Abstract
Endogenous inhibitors of the Na/K-ATPase (NKA) and diabetes mellitus (DM) are both risk factors for preeclampsia and NaCl sensitive hypertension. Our goal was to test the hypothesis that NaCl supplementation, induces preeclampsia-like symptoms in pregnant rats with DM via stimulation of marinobufagenin (MBG), a natriuretic and vasoconstrictor inhibitor of the NKA. Type 2 DM in female Sprague-Dawley rats was induced by administration of 65 mg/kg streptozotocin at day 4 post partum. In intact rats, pregnancy was associated with a 2-fold increase in MBG levels and a mild impairment in glucose tolerance. Pregnant rats with DM exhibited fetal macrosomia, greater impairment of glucose tolerance, and higher levels of MBG as compared to that in normal pregnant rats.

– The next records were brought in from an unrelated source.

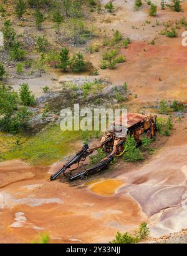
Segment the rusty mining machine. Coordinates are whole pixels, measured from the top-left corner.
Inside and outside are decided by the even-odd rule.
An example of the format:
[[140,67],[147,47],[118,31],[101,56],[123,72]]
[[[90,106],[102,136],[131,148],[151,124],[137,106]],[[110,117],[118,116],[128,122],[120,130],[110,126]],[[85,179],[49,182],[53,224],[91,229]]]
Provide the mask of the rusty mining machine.
[[[141,137],[145,135],[151,139],[156,132],[156,116],[146,116],[137,113],[127,114],[127,134],[133,136],[137,144],[141,144]],[[122,119],[120,119],[120,121]],[[113,125],[116,125],[113,124]],[[50,176],[50,180],[54,180],[63,174],[69,177],[69,180],[77,179],[84,179],[87,175],[95,172],[98,172],[106,167],[113,160],[115,157],[120,157],[125,154],[125,142],[127,137],[123,132],[116,132],[111,129],[106,132],[101,140],[100,145],[94,148],[89,148],[89,145],[85,144],[82,148],[65,164],[64,164],[56,173]],[[84,168],[79,167],[80,162],[85,161],[87,157],[91,155],[94,151],[102,149],[106,152],[107,156],[94,166]],[[77,167],[71,169],[71,167],[77,164]]]

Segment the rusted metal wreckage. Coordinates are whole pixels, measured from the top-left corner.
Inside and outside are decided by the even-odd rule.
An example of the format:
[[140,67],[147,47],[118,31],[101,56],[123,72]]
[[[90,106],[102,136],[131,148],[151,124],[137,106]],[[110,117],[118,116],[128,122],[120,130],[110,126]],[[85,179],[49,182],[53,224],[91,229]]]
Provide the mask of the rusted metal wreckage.
[[[124,118],[124,117],[122,117]],[[145,135],[148,138],[151,139],[156,135],[156,116],[145,116],[137,113],[127,113],[127,134],[133,136],[137,144],[141,144],[142,136]],[[121,125],[122,119],[120,124],[113,124],[112,126]],[[64,164],[56,173],[50,176],[50,180],[57,179],[62,174],[67,176],[70,180],[77,179],[84,179],[91,173],[100,171],[106,167],[112,161],[115,157],[120,157],[125,154],[125,142],[127,138],[123,132],[117,132],[115,129],[110,129],[105,132],[101,139],[99,146],[89,148],[88,144],[84,145],[69,162]],[[84,162],[87,157],[94,153],[94,151],[102,149],[103,152],[108,154],[107,156],[102,159],[99,163],[88,168],[79,167],[80,162]],[[71,168],[77,164],[75,168]]]

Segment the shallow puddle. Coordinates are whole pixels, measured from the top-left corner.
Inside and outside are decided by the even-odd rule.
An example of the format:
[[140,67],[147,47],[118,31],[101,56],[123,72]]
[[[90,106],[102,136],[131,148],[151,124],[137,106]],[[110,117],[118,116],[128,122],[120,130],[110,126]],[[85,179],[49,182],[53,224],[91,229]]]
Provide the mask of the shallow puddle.
[[125,183],[122,180],[110,179],[95,183],[90,187],[93,192],[108,197],[113,195],[117,190],[123,185]]

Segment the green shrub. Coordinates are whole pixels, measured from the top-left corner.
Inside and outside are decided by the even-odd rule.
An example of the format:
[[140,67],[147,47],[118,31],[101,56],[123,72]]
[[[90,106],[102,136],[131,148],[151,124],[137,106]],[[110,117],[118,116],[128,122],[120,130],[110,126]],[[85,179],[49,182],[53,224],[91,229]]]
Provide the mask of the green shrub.
[[21,107],[21,108],[16,113],[16,117],[17,119],[19,120],[21,127],[23,128],[27,128],[28,127],[28,124],[31,120],[31,115],[32,112],[29,111],[27,107]]
[[151,143],[150,139],[148,138],[146,135],[145,134],[141,138],[141,149],[143,151],[145,151],[148,145]]
[[24,0],[17,0],[16,4],[16,12],[19,17],[21,19],[23,14],[26,11],[26,5]]
[[103,55],[103,59],[107,61],[107,67],[110,69],[113,69],[115,68],[117,61],[116,56],[118,54],[117,50],[112,50],[106,52]]
[[100,68],[101,69],[106,69],[107,67],[107,64],[106,61],[102,59],[100,64]]
[[161,100],[160,102],[159,111],[158,111],[159,114],[168,114],[170,112],[170,107],[167,101],[165,101],[165,99]]
[[84,57],[81,52],[74,55],[70,60],[70,67],[74,72],[83,72],[87,70]]
[[10,52],[10,56],[14,61],[21,61],[25,57],[26,51],[20,47],[19,42],[15,42]]
[[115,30],[113,32],[113,41],[115,42],[118,42],[123,39],[122,34],[118,30]]
[[17,63],[16,65],[16,72],[19,74],[23,73],[22,65],[21,63]]
[[143,159],[140,149],[137,147],[137,142],[133,137],[128,134],[124,146],[126,152],[123,158],[126,162],[135,162]]
[[44,93],[47,93],[47,92],[49,92],[49,86],[44,86],[42,87],[42,90],[43,90]]
[[150,9],[150,16],[156,16],[157,12],[157,6],[155,4],[151,4],[151,7]]
[[138,243],[141,240],[146,239],[150,234],[150,230],[146,222],[141,223],[137,230],[135,232],[135,235],[132,235],[128,232],[123,234],[119,231],[117,232],[115,239],[110,242],[110,244],[135,244]]
[[148,237],[150,235],[150,229],[147,224],[146,222],[141,223],[135,233],[140,241]]
[[38,36],[36,41],[36,50],[39,52],[46,51],[49,42],[45,36]]
[[4,22],[2,32],[4,36],[4,47],[6,49],[8,49],[12,46],[16,35],[9,20],[6,21]]
[[165,9],[165,1],[161,0],[161,9],[164,10]]
[[69,50],[66,47],[63,47],[60,52],[59,67],[64,71],[66,71],[70,64]]
[[33,106],[35,104],[36,101],[34,96],[29,90],[28,84],[24,83],[21,85],[19,99],[24,106]]
[[0,116],[11,115],[18,104],[18,96],[6,86],[0,86]]
[[172,27],[170,30],[165,32],[165,35],[168,37],[176,37],[177,36],[177,32],[174,27]]
[[50,237],[48,234],[42,234],[40,235],[39,241],[34,240],[32,244],[49,244]]
[[42,29],[42,23],[44,21],[44,14],[37,8],[34,13],[34,16],[36,27],[37,29],[41,30]]
[[173,123],[172,123],[172,120],[171,117],[168,118],[167,122],[166,122],[166,128],[168,129],[168,130],[171,130],[173,128]]
[[0,80],[2,80],[4,78],[6,71],[2,63],[0,62]]
[[158,117],[156,119],[156,129],[158,132],[161,134],[162,129],[165,123],[165,119],[163,117]]
[[126,58],[124,55],[120,55],[116,59],[117,63],[123,63],[126,61]]
[[180,0],[172,0],[173,5],[171,6],[171,7],[176,12],[180,12],[182,9]]
[[125,40],[124,40],[122,43],[123,46],[125,48],[127,48],[129,44],[130,44],[130,38],[128,37],[127,37]]
[[32,65],[32,61],[31,59],[26,59],[24,61],[24,65],[26,69],[29,69],[31,67]]

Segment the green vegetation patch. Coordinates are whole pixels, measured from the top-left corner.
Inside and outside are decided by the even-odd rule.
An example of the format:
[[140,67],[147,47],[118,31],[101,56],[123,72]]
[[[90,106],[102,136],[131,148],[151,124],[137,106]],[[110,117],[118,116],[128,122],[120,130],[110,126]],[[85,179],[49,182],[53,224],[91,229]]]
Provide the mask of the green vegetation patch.
[[49,126],[44,130],[32,136],[0,136],[1,160],[21,159],[34,165],[49,165],[78,151],[79,140],[88,141],[97,137],[94,132],[62,131],[59,126]]

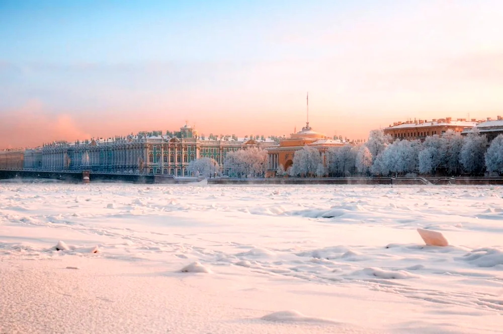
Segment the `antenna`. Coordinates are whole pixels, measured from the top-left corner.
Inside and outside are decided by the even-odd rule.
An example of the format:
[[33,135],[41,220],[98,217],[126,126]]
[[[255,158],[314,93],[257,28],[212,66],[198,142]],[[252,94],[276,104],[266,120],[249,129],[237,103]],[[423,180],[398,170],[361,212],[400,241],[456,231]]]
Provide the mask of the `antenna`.
[[307,97],[306,99],[307,104],[307,122],[306,123],[306,127],[309,127],[309,92],[307,92]]

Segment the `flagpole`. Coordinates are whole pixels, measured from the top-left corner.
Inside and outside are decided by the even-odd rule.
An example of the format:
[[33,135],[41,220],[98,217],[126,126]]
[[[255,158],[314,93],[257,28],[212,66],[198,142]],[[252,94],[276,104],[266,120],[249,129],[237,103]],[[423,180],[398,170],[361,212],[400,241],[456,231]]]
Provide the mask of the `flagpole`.
[[306,126],[309,127],[309,92],[307,92],[307,96],[306,99],[306,102],[307,103],[307,123],[306,124]]

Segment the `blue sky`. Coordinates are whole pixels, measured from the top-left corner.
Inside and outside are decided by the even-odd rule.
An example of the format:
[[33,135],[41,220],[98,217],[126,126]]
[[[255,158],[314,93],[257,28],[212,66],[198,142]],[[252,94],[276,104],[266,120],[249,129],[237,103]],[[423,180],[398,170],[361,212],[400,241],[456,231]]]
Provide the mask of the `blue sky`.
[[494,117],[502,31],[495,0],[0,1],[0,146],[186,120],[287,135],[307,91],[329,135]]

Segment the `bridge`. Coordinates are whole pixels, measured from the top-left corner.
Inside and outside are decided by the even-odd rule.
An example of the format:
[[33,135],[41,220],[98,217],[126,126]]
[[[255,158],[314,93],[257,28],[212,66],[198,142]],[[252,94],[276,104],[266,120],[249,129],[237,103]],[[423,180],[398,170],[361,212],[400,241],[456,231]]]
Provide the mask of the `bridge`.
[[181,184],[197,182],[196,178],[177,178],[173,175],[120,174],[88,171],[0,170],[0,180],[47,179],[68,183],[82,183],[89,176],[90,182],[123,182],[137,184]]

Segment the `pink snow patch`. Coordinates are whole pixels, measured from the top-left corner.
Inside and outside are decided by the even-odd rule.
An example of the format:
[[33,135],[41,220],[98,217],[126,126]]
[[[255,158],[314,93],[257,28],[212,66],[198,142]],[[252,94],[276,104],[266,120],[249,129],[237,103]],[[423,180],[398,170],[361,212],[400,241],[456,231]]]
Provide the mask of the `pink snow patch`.
[[317,318],[312,316],[306,316],[295,310],[289,310],[288,311],[279,311],[274,313],[267,314],[263,316],[261,319],[269,321],[282,321],[282,322],[318,322],[318,323],[339,323],[338,322],[328,319],[323,319],[322,318]]
[[209,274],[211,272],[209,268],[201,264],[199,261],[193,262],[190,265],[186,266],[182,268],[182,270],[180,271],[182,273],[205,273],[206,274]]
[[431,231],[424,228],[418,228],[417,232],[423,238],[425,243],[429,246],[445,247],[449,245],[449,241],[440,232]]

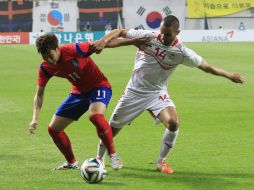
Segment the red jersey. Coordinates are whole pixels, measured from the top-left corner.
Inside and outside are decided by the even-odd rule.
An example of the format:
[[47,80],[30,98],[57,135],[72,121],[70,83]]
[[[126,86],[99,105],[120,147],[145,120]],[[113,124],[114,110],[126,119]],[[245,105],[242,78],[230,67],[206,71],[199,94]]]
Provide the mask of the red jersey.
[[46,86],[52,76],[66,78],[72,84],[71,93],[87,92],[101,86],[110,87],[94,61],[89,57],[89,42],[60,46],[57,64],[43,61],[39,68],[37,84]]

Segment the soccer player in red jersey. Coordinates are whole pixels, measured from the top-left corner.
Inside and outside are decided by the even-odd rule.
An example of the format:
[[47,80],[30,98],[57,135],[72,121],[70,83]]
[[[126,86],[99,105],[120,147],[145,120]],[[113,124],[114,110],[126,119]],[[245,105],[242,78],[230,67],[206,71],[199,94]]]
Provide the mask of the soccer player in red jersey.
[[136,41],[124,39],[117,41],[116,39],[114,42],[112,39],[117,38],[120,32],[121,30],[113,30],[92,43],[82,42],[58,46],[58,40],[53,34],[40,36],[36,41],[36,47],[42,55],[43,62],[39,68],[33,117],[28,127],[30,133],[33,134],[37,128],[44,91],[49,79],[53,76],[66,78],[72,84],[71,93],[56,110],[48,126],[50,136],[66,159],[63,165],[55,168],[56,170],[79,169],[71,142],[64,129],[73,121],[78,120],[86,111],[97,129],[98,136],[107,147],[111,167],[113,169],[122,167],[114,148],[111,127],[104,117],[112,95],[110,83],[90,58],[92,53],[100,53],[104,47],[135,45],[135,42],[140,42],[138,39]]

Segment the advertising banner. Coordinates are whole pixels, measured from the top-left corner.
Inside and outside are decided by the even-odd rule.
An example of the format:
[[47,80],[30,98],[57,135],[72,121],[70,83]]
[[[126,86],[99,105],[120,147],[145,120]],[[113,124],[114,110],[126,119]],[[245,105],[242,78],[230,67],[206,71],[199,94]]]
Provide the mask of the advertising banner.
[[187,0],[188,18],[219,17],[254,7],[253,0]]
[[183,42],[253,42],[254,30],[183,30]]
[[[31,32],[29,35],[30,44],[35,44],[36,39],[43,34],[45,33]],[[105,35],[105,32],[56,32],[54,34],[57,36],[59,44],[69,44],[99,40]]]
[[33,32],[77,31],[77,1],[35,1]]
[[29,44],[28,32],[0,33],[0,44]]

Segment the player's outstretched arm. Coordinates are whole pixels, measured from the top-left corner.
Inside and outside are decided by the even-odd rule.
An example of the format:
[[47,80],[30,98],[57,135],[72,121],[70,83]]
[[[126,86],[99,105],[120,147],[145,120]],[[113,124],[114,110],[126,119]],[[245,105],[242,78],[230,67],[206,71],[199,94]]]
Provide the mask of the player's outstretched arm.
[[34,134],[34,131],[36,130],[38,125],[39,114],[43,103],[44,91],[45,87],[37,86],[37,90],[34,96],[33,118],[28,126],[28,131],[31,134]]
[[135,45],[137,47],[141,45],[150,45],[151,39],[148,37],[144,38],[114,38],[110,40],[107,45],[105,46],[106,48],[115,48],[115,47],[120,47],[120,46],[128,46],[128,45]]
[[101,53],[101,51],[105,48],[108,42],[114,38],[123,37],[128,30],[126,29],[114,29],[105,36],[103,36],[100,40],[95,41],[95,52]]
[[202,63],[198,66],[198,68],[207,73],[228,78],[229,80],[235,83],[241,84],[244,83],[244,79],[241,77],[239,73],[228,72],[215,66],[209,65],[205,60],[202,61]]

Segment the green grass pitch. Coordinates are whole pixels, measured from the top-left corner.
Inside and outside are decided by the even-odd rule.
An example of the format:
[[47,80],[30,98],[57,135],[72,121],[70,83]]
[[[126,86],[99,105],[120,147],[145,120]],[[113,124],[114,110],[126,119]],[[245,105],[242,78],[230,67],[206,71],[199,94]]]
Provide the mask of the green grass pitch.
[[[79,171],[51,169],[64,162],[47,125],[67,96],[67,81],[49,82],[39,128],[29,135],[36,78],[41,61],[34,46],[0,46],[0,189],[3,190],[251,190],[254,187],[254,43],[187,43],[210,64],[240,72],[246,83],[234,84],[199,69],[179,66],[169,91],[181,119],[180,134],[169,163],[175,174],[155,171],[162,125],[147,112],[117,136],[115,144],[124,169],[113,171],[97,185],[87,184]],[[93,55],[113,87],[107,118],[129,80],[135,48],[107,49]],[[96,155],[98,138],[85,114],[67,130],[77,160]]]

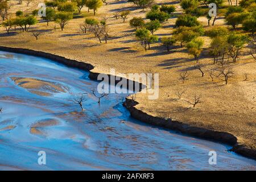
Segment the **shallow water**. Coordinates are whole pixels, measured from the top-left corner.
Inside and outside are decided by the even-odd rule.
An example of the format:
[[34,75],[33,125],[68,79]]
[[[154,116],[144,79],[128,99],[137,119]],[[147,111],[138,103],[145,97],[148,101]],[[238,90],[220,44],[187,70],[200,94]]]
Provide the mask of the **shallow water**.
[[[98,105],[91,94],[97,82],[88,75],[45,59],[0,51],[0,169],[256,169],[255,160],[228,152],[230,146],[131,118],[121,104],[125,95],[110,94]],[[15,83],[14,77],[23,81]],[[24,80],[47,81],[64,92],[29,89]],[[84,111],[72,101],[79,93],[88,93]],[[212,150],[216,165],[208,163]],[[39,151],[46,152],[46,165],[38,163]]]

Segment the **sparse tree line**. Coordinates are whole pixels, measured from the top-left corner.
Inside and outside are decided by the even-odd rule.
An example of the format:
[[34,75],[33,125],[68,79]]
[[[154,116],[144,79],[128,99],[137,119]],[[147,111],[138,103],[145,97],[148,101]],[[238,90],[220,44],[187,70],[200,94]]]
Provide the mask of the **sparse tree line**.
[[107,19],[104,18],[98,21],[95,18],[88,18],[80,24],[80,28],[83,34],[85,34],[88,32],[93,33],[100,43],[102,43],[102,40],[104,40],[105,43],[107,43],[108,40],[110,38],[109,26],[106,24]]
[[[224,1],[201,1],[201,3],[206,6],[208,6],[212,2],[216,3],[217,7],[220,8]],[[210,37],[210,46],[206,51],[209,52],[208,55],[212,56],[213,64],[218,63],[220,65],[220,67],[217,66],[218,67],[217,68],[209,71],[210,77],[212,81],[213,78],[216,77],[227,84],[229,79],[234,75],[234,72],[229,66],[229,63],[236,63],[237,61],[243,48],[246,45],[250,45],[251,51],[249,53],[255,59],[254,34],[256,28],[256,1],[243,0],[240,2],[239,6],[236,3],[236,6],[232,6],[231,1],[229,1],[230,6],[226,9],[225,18],[227,24],[233,27],[233,31],[230,31],[224,27],[217,26],[205,31],[197,20],[197,17],[204,14],[199,12],[201,10],[199,8],[199,3],[200,1],[193,0],[181,1],[180,4],[184,10],[185,14],[178,16],[172,36],[163,37],[160,39],[160,41],[163,46],[166,47],[168,52],[176,43],[179,43],[181,47],[185,44],[188,53],[193,55],[196,61],[193,67],[194,69],[200,71],[201,76],[204,77],[205,75],[204,65],[199,64],[199,58],[204,46],[204,41],[200,36]],[[170,6],[167,7],[172,9]],[[161,14],[161,8],[162,7],[158,5],[151,6],[151,10],[146,14],[146,19],[150,19],[150,22],[145,23],[145,20],[142,17],[134,17],[130,20],[130,26],[136,28],[135,36],[143,46],[145,51],[150,48],[151,44],[158,40],[158,38],[154,34],[160,27],[162,23],[168,20],[168,16],[165,18],[164,16],[159,15]],[[174,7],[169,11],[171,12],[170,14],[171,15],[175,11]],[[207,9],[207,14],[208,11],[209,9]],[[156,14],[157,15],[155,15]],[[233,23],[229,19],[236,16],[240,18],[235,19],[234,23]],[[213,26],[217,17],[213,18]],[[237,26],[240,24],[242,25],[241,28],[243,30],[251,33],[251,38],[248,34],[243,34],[241,31],[237,31]],[[180,78],[183,83],[188,79],[188,76],[187,71],[180,74]],[[246,73],[245,78],[245,80],[247,80]]]
[[[30,3],[31,1],[29,1]],[[42,18],[47,22],[47,26],[49,22],[54,20],[59,24],[61,31],[68,22],[73,19],[74,13],[81,13],[82,8],[86,6],[88,7],[88,11],[90,10],[93,10],[95,15],[96,11],[102,5],[101,0],[53,0],[46,1],[45,3],[47,6],[46,15]],[[15,18],[9,18],[7,15],[3,15],[9,14],[9,9],[7,1],[0,0],[0,14],[3,20],[1,25],[5,28],[7,34],[9,34],[12,28],[16,31],[18,27],[20,27],[23,32],[28,31],[31,26],[38,23],[36,16],[38,10],[32,11],[31,14],[23,14],[19,10],[16,13]],[[33,34],[34,36],[38,34],[38,33]],[[35,36],[36,39],[38,35]]]

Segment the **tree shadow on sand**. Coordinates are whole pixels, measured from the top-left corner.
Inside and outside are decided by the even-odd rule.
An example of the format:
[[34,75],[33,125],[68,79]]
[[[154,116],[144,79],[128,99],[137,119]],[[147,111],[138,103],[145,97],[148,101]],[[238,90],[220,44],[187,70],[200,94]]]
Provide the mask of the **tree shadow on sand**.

As compared to intact pregnant rats, NaCl supplementation of diabetic pregnant rats (drinking 1.8% NaCl during days 12-19 of pregnancy) was associated with an increase in systolic blood pressure, decreased fetal and placental weight, five-fold elevation of MBG excretion, and 42% inhibition of NKA in erythrocytes. In nonpregnant rats, in vivo pretreatment with anti-MBG antibody produced an exaggerated response of plasma levels of glucose and insulin in oral glucose tolerance test. These results suggest that MBG is a common factor in the pathogenesis of DM and preeclampsia, and that regulation of glucose tolerance may be one of the physiological functions of endogenous cardiotonic steroids.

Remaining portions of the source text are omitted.